Money as Big Data: Mapping the History of Filthy Lucre
Most people who aren’t coin queens don’t realize how important the little bits of bronze, silver and gold are to understanding our history. The American Numismatic Society‘s resident geek Ethan Gruber does. So he and the ANS are building a mapping interface for their huge numismatic data set.
“Such a large collection of digital objects lends itself to the potential for meaningful quantitative analysis, including the geographical distribution of coins based on a variety of physical and categorical attributes…Dynamic visualization based on researchers’ queries can lead to hypotheses that would have otherwise never been considered.”

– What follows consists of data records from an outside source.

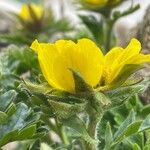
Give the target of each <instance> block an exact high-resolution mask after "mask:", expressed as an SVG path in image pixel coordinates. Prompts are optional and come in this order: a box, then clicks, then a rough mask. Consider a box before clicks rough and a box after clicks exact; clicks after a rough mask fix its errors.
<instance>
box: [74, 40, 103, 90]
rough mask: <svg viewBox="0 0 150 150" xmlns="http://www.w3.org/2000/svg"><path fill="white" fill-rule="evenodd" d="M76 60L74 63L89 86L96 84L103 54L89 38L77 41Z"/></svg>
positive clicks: (101, 75) (101, 70)
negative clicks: (74, 63)
mask: <svg viewBox="0 0 150 150" xmlns="http://www.w3.org/2000/svg"><path fill="white" fill-rule="evenodd" d="M77 47H78V53H77V56H78V60H76V61H75V63H76V64H75V65H76V66H77V67H78V69H79V72H80V73H81V75H82V76H83V77H84V79H85V80H86V82H87V83H88V84H90V85H91V86H93V87H94V86H96V85H97V84H98V83H99V81H100V79H101V77H102V67H103V62H104V56H103V54H102V52H101V50H100V49H99V48H98V47H97V46H96V45H95V43H94V42H92V41H91V40H89V39H81V40H79V41H78V43H77Z"/></svg>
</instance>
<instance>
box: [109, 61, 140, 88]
mask: <svg viewBox="0 0 150 150" xmlns="http://www.w3.org/2000/svg"><path fill="white" fill-rule="evenodd" d="M141 68H142V67H141V66H140V65H136V64H127V65H125V66H124V67H123V68H122V70H121V71H120V73H119V74H118V76H117V77H116V78H115V79H114V80H113V82H112V83H111V84H112V85H115V86H119V85H121V84H122V83H124V82H125V81H126V80H127V79H128V78H129V76H130V75H131V74H133V73H134V72H135V71H137V70H139V69H141Z"/></svg>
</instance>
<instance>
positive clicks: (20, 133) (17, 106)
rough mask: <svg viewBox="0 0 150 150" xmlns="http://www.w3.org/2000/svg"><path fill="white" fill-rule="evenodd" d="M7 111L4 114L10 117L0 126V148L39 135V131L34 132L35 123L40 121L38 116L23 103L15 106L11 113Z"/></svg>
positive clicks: (35, 123) (11, 111) (34, 131)
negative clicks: (11, 143) (2, 146)
mask: <svg viewBox="0 0 150 150" xmlns="http://www.w3.org/2000/svg"><path fill="white" fill-rule="evenodd" d="M12 106H13V105H12ZM14 107H15V106H14ZM9 109H12V107H9ZM9 109H8V111H7V112H6V114H7V113H9V114H10V116H7V119H6V120H5V121H4V122H2V123H1V124H0V146H3V145H5V144H7V143H9V142H12V141H16V140H25V139H28V138H34V137H35V136H37V134H40V131H37V130H36V123H37V121H39V119H40V117H37V116H39V115H38V114H34V113H32V112H31V110H30V109H29V108H28V107H27V106H26V105H25V104H23V103H19V104H17V106H16V107H15V109H12V110H13V111H12V110H11V111H9ZM10 112H11V113H10ZM41 135H42V134H41Z"/></svg>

In other words, allowing for the custom visualization of numismatic data might lead to intuitive leaps in the understanding of history by economists, art historians, classicists and others that both the coins themselves and the data itself would not.
The interface is largely open source, Apache Solr for the search index, OpenLayers for the display of maps and Ajax to connect the two in a usable interface. Once a coin is entered into Solr, the script Gruber has written checks the numismatic Nomisma (“a collaborative effort to provide stable digital representations of numismatic concepts and entities”) to place it geographically.
“OpenLayers then builds its point layer with a KML file generated dynamically from the Solr search results for user’s query. A list of facets appears under the map, providing the user with the ability to filter results based on constraints like deity, material, denomination, issuer, and region.”
You will be able to search geographically to see what coinage was produced in area mints. You will also have a slider controller that will allow you to fine-tune your searches in terms of time.
The mapping interface will be available in mid-March in conjunction with a redesign of the Nomisa site.